Acha mengangguk. Dia sendiri masih ingat soal gosip itu. Bukan hanya Rio yang gondok, Acha sendiri merasa terganggu. Bayangkan saja, saat gosip itu mulai meruak, setiap hari Acha harus menglarifikasi sekitar 328 pertanyaan yang nadanya sama, bener ga sih Rio sama Angel jadian. Yah, itulah susahnya berada di bawah bayang-bayang seorang Kakak yang popularitasnya ga jauh beda sama Robert Pattinson .
Angel menyambung, “Tapi sekarang gimana si Rio Cha? Udah punya pacar belum? Atau masih sok cool kayak dulu aja? Belum pernah deh gua denger gosip Rio naksir siapapun, apalagi jadian!”
Walaupun bukan dia yang ditanya, Nova sudah keburu menyerobot, “Kak Angel, kalo sampai Kak Rio jadian, itu bakalan jadi berita terheboh di SMA kita selama dekade ini! Bayangkan, the most wanted boy di sekolah kita jadian? Duh, bakal banyak cewek yang nangis sambil garuk-garuk tanah kalo sampai itu terjadi…”

“Termasuk elo ya Nov?” kata Acha dengan nada datar. Angel tertawa.
Nova cengengesan sambil menjawab, “Ya ga lah!”

“Oh ya?”, Acha membelalakkan matanya tidak percaya.

“Kalo gua sih bakal melolong-lolong sambil membentur-benturkan kepala gua ke dinding sumur…” sambung Nova lagi sambil tertawa.
Tiba-tiba seseorang menepuk pundak Angel.

“Hei!”
Angel menoleh, “Ify!

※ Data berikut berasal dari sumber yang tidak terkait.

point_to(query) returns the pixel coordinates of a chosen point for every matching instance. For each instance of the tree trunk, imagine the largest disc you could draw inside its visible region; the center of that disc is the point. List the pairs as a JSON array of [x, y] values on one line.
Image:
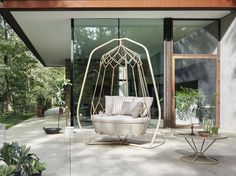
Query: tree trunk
[[8, 87]]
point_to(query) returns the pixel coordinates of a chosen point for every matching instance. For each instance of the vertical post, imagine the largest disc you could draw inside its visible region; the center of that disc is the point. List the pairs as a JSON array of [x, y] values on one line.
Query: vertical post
[[168, 92], [217, 96], [68, 92], [71, 74]]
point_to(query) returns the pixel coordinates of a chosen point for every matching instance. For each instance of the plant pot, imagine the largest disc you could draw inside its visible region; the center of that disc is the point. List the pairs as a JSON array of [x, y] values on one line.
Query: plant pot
[[17, 173], [40, 112], [37, 174], [60, 110], [52, 130]]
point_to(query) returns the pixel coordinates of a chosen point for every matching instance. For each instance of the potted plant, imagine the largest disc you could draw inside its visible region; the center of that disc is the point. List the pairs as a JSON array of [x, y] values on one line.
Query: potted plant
[[6, 170], [60, 93], [19, 157], [35, 167], [187, 101], [41, 102]]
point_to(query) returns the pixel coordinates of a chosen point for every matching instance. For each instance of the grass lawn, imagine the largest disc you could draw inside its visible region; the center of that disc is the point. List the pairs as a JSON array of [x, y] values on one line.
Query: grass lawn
[[12, 119]]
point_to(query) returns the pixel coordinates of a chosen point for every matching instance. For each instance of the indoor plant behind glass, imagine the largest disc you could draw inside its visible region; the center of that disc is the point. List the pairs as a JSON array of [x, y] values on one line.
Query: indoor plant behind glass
[[188, 100]]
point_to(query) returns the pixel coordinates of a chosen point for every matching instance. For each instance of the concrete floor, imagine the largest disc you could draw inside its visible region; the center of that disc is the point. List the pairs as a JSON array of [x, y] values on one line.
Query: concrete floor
[[71, 157]]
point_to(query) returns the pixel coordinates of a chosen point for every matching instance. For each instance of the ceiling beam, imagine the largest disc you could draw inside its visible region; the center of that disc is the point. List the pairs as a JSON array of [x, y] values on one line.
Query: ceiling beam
[[15, 26], [136, 4]]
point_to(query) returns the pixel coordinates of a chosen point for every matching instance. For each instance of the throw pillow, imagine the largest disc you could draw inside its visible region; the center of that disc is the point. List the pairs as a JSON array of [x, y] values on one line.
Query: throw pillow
[[131, 108]]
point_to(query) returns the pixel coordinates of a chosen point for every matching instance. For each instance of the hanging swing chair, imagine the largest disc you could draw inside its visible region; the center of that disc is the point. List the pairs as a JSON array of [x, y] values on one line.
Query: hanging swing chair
[[118, 113]]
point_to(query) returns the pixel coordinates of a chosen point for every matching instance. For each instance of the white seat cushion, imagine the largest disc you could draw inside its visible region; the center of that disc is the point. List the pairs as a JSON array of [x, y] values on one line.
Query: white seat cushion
[[119, 125], [117, 103], [117, 119]]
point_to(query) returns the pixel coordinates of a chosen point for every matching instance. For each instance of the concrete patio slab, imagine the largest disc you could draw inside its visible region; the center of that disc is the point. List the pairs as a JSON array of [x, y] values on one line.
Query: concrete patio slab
[[71, 157]]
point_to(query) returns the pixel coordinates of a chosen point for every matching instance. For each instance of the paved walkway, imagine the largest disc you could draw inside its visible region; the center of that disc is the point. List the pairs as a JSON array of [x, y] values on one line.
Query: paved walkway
[[70, 157]]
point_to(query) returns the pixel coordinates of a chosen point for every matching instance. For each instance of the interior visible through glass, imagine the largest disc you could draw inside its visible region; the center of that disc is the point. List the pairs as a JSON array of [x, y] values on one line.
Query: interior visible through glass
[[90, 33], [195, 90], [195, 37]]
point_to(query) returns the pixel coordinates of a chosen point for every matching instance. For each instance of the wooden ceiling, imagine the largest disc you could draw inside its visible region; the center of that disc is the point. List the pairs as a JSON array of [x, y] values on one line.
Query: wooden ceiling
[[116, 4]]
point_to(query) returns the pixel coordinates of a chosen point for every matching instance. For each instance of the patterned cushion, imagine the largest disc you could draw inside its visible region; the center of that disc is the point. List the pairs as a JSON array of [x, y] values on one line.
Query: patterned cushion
[[113, 105], [117, 103], [108, 104], [131, 108], [147, 103]]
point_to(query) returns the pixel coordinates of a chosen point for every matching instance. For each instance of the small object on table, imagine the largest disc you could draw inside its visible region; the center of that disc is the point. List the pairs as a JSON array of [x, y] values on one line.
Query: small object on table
[[214, 130]]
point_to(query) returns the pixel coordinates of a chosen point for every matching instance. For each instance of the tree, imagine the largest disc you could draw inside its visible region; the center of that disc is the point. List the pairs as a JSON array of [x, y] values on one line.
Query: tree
[[22, 77]]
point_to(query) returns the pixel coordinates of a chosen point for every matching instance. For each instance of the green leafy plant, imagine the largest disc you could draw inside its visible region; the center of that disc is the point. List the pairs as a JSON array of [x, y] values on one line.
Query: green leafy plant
[[188, 100], [20, 157], [35, 167], [60, 91], [6, 170]]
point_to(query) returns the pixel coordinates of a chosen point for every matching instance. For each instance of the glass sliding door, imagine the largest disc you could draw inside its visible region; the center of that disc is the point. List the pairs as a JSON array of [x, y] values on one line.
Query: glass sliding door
[[195, 90], [90, 33], [148, 32], [195, 71]]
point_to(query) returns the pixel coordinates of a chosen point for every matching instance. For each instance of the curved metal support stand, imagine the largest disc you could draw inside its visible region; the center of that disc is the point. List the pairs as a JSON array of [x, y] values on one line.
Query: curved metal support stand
[[199, 156], [152, 142]]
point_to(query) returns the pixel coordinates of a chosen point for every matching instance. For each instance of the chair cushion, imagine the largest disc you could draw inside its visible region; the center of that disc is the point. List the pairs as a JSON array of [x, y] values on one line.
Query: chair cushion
[[147, 103], [108, 104], [131, 108], [105, 118], [117, 103]]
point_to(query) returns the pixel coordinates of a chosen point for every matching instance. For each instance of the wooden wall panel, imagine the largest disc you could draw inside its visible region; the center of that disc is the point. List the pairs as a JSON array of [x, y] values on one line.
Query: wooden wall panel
[[142, 4]]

Mau balik sekarang?”
Ify mengangguk. Di sebelahnya Gabriel berdiri dengan tenang, hanya melemparkan senyum pada Acha dan Nova. Acha gelagapan. Dia baru menyadari kesamaan antara Gabriel dengan adiknya. Senyum. Senyuman yang membuat orang jadi ingin ikut tersenyum…
Angel melompat berdiri dari bangkunya. Dia melambai pada Acha dan Nova, “Duluan yaaa…”, sementara Ify tersenyum dan mengangguk ramah pada mereka sebelum melangkah pergi dari kantin.
Nova menyikut Acha dan tertawa, “Yaelah, lo baru liat kakaknya udah salting duluan… Apalagi ketemu adeknyaaa…”
Acha menjulurkan lidah ke arah Nova. “Ah, udah ahhh… Balik yok baliiiikkk…” dan buru-buru berjalan keluar dari kantin.

***

Rio memetik gitar perlahan di dalam ruang sekre. Berusaha tidak berharap banyak. Tapi berkali-kali menengok ke arah pintu. Sampai akhirnya, sesosok bayangan muncul di pintu. Rio merasakan jantungnya berdebar kencang, sampai akhirnya bayangan itu muncul menjadi sosok seorang cewek. Wajah cewek yang muncul itu membuat Rio menghembuskan nafas yang secara tidak sadar sudah dia tahan dari tadi.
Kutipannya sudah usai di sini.